Major Streaming Services Like Netflix to Allocate 15% of Canadian Revenue to Local Content
Canada's CRTC mandates streaming giants like Netflix to allocate 15% of their Canadian revenue to local and Indigenous content.
New Contribution Requirements for Major Streaming Platforms On May 22, 2026, Canada’s broadcasting regulator, the Canadian Radio-television and Telecommunications Commission (CRTC), announced new regulations requiring major streaming service providers like Netflix, Apple, and Amazon to allocate 15% of their Canadian revenue to the production of Canadian and Indigenous content. This new rate is triple the initial 5% contribution rate set by the CRTC in 2024, sending shockwaves through the industry.
Legal Challenges to the 5% Mandate and Background of Regulatory Strengthening When the CRTC set a 5% contribution requirement in 2024, major streaming providers such as Apple and Amazon legally challenged the mandate. In response to this, the CRTC decided to strengthen its position by raising the contribution rate to 15%. According to Global News, this move could escalate tensions between streaming platforms and regulatory authorities. In contrast, traditional broadcasters, who have been subject to contribution rates ranging from 30% to 45%, will see their requirements reduced to 25%. This adjustment represents a significant increase in regulation for streaming platforms while slightly easing the burden on traditional broadcasters.
Implementation of the “Online Streaming Act” This decision is part of the implementation of the “Online Streaming Act,” recently passed by the Canadian Parliament. The Act aims to apply Canada’s broadcasting regulatory framework to digital platforms, and the CRTC has been gradually defining detailed rules as part of this process. In a press release, the CRTC stated that these new contribution requirements are expected to stabilize funding for Canadian and Indigenous content, particularly French-language content and news programs, at over $2 billion.
Detailed Rules on Spending Contributions The CRTC has also set specific rules regarding the use of the contributed funds. While most of the financial contributions by streaming platforms can be allocated to content production, the largest providers will face additional restrictions on how the money is spent. Streaming platforms with annual Canadian revenue exceeding $100 million are required to allocate 30% of their spending to partnerships with Canadian broadcasters or independent producers. Additionally, major Canadian broadcasters must direct at least 15% of their contributions to news programming. These new contribution rules will apply to streaming platforms and traditional broadcasters with annual Canadian broadcasting revenue exceeding $25 million. The regulations will cover audiovisual programs and will apply to both conventional television broadcasters and online services that distribute TV content.

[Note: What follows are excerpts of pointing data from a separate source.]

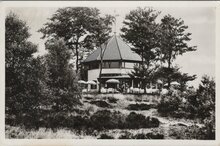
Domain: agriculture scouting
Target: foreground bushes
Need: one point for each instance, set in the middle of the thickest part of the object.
(151, 135)
(100, 120)
(140, 107)
(199, 105)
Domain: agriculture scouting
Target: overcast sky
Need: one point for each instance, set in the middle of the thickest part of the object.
(201, 22)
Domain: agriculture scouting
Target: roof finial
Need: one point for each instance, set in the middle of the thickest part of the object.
(115, 22)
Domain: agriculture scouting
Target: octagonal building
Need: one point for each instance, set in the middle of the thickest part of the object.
(118, 62)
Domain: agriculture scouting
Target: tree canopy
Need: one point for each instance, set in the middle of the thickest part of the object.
(77, 26)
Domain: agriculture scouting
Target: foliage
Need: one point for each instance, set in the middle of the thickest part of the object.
(136, 121)
(101, 103)
(77, 25)
(140, 107)
(173, 40)
(151, 135)
(169, 104)
(141, 30)
(23, 72)
(106, 119)
(105, 136)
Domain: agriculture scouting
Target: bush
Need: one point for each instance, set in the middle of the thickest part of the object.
(125, 135)
(106, 119)
(105, 136)
(139, 107)
(168, 104)
(112, 100)
(136, 121)
(128, 135)
(101, 103)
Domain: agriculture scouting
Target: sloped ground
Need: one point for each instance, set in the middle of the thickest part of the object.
(146, 105)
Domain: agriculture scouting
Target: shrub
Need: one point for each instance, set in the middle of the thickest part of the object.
(106, 119)
(151, 135)
(168, 104)
(112, 100)
(139, 107)
(125, 135)
(136, 121)
(101, 103)
(152, 122)
(105, 136)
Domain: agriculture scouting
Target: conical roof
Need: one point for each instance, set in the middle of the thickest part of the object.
(115, 49)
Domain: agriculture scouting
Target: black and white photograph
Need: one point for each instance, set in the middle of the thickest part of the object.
(110, 72)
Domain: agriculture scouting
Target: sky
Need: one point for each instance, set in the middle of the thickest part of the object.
(201, 22)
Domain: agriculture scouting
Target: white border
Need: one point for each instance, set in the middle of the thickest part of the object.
(81, 142)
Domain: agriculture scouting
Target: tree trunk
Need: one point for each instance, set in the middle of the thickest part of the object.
(77, 57)
(100, 72)
(169, 66)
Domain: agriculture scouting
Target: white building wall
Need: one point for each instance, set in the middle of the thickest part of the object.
(93, 74)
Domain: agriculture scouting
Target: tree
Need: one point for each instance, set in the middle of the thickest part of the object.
(60, 77)
(23, 72)
(73, 25)
(100, 33)
(173, 40)
(183, 78)
(141, 30)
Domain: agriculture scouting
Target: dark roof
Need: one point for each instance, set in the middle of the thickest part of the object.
(116, 49)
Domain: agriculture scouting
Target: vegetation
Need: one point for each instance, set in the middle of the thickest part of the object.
(79, 27)
(42, 92)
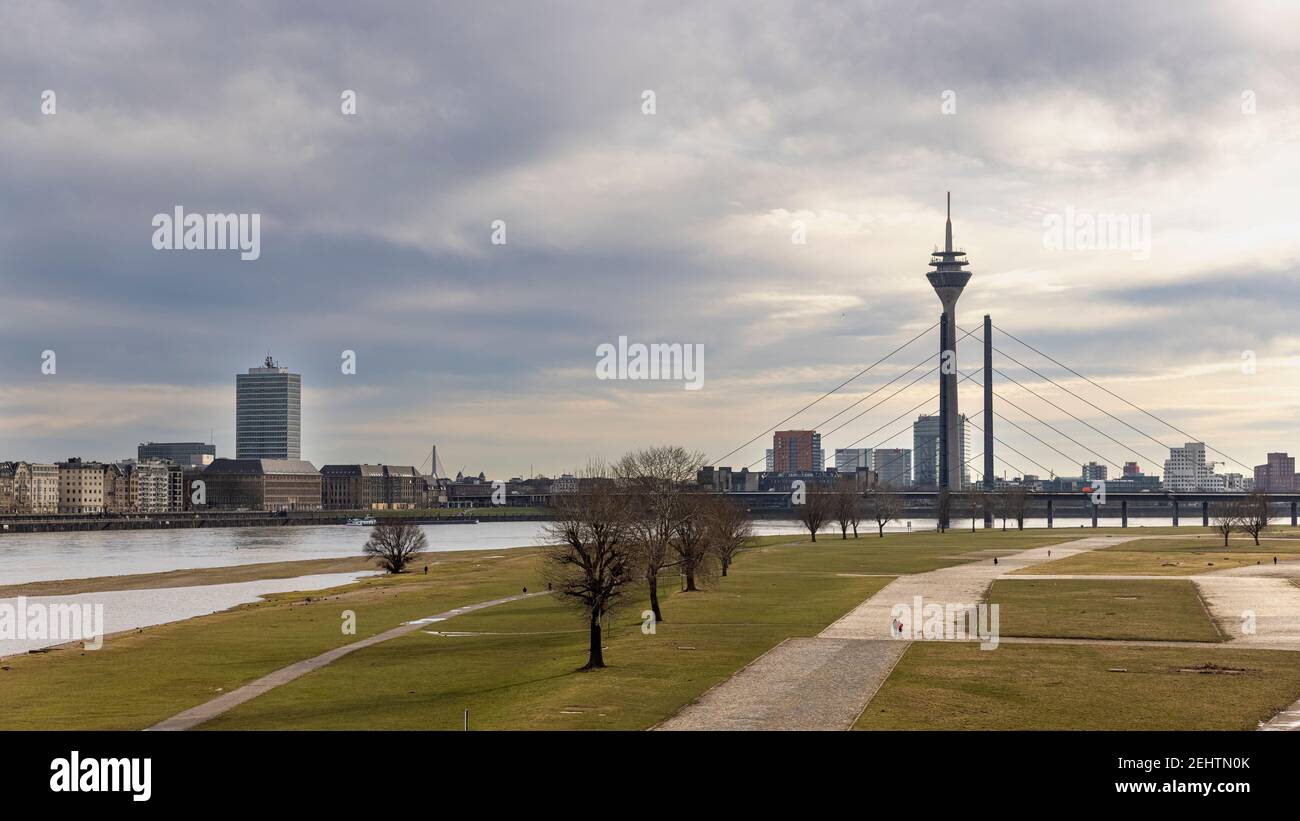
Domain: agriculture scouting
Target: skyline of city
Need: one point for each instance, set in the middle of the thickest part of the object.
(489, 350)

New Requirements for Content Visibility The CRTC also mandated that streaming platforms take measures to ensure Canadian and Indigenous content is readily accessible and visible to viewers. In a statement, the CRTC explained, “This will make it easier for people to find such content on the platforms they use, while providing broadcasters with flexibility in meeting these new expectations.” However, specific details regarding these visibility requirements are yet to be finalized.
Potential Trade Tensions Between the U.S. and Canada The regulation is not merely a domestic policy issue. The U.S. government has labeled the “Online Streaming Act” as a trade irritant, considering it a point of contention in negotiations with Canada. Amid the reshaping of North American trade relations, digital content regulations are emerging as a significant global diplomatic issue.
Impact on the Streaming Industry and Future Implications The CRTC’s decision represents a landmark case that demonstrates how mandatory content investment obligations can expand in specific markets for globally operating streaming services. Although the 15% contribution rate remains lower than the rates imposed on traditional broadcasters, the tripling of the initial 5% requirement underscores the regulator’s firm stance. How major streaming platforms like Netflix will respond to this new regulation, along with the outcome of the legal challenges to the 5% mandate, will be closely watched. As countries continue to explore the regulation of content in the digital age, Canada’s approach may serve as a key reference point for regulators worldwide. ---
Frequently Asked Questions
- When did Canada's CRTC announce the 15% contribution requirement for streaming providers?
- The CRTC announced this decision on May 22, 2026. It significantly increases the initial 5% contribution requirement set in 2024 and applies to businesses with annual Canadian broadcasting revenue exceeding $25 million.
- Will this regulation impact streaming services in countries other than Canada?
- The regulation directly targets streaming services operating in Canada and generating Canadian revenue. However, global companies like Netflix, Amazon, and Apple may face increased operational costs in the Canadian market, and similar regulations could potentially spread to other countries.
- How will the contributed funds from streaming providers be used?
- The funds will primarily support the production of Canadian and Indigenous content. Streaming providers with over $100 million in annual Canadian revenue must allocate 30% of their spending to partnerships with Canadian broadcasters or independent producers. Significant portions will also support French-language content and news programming.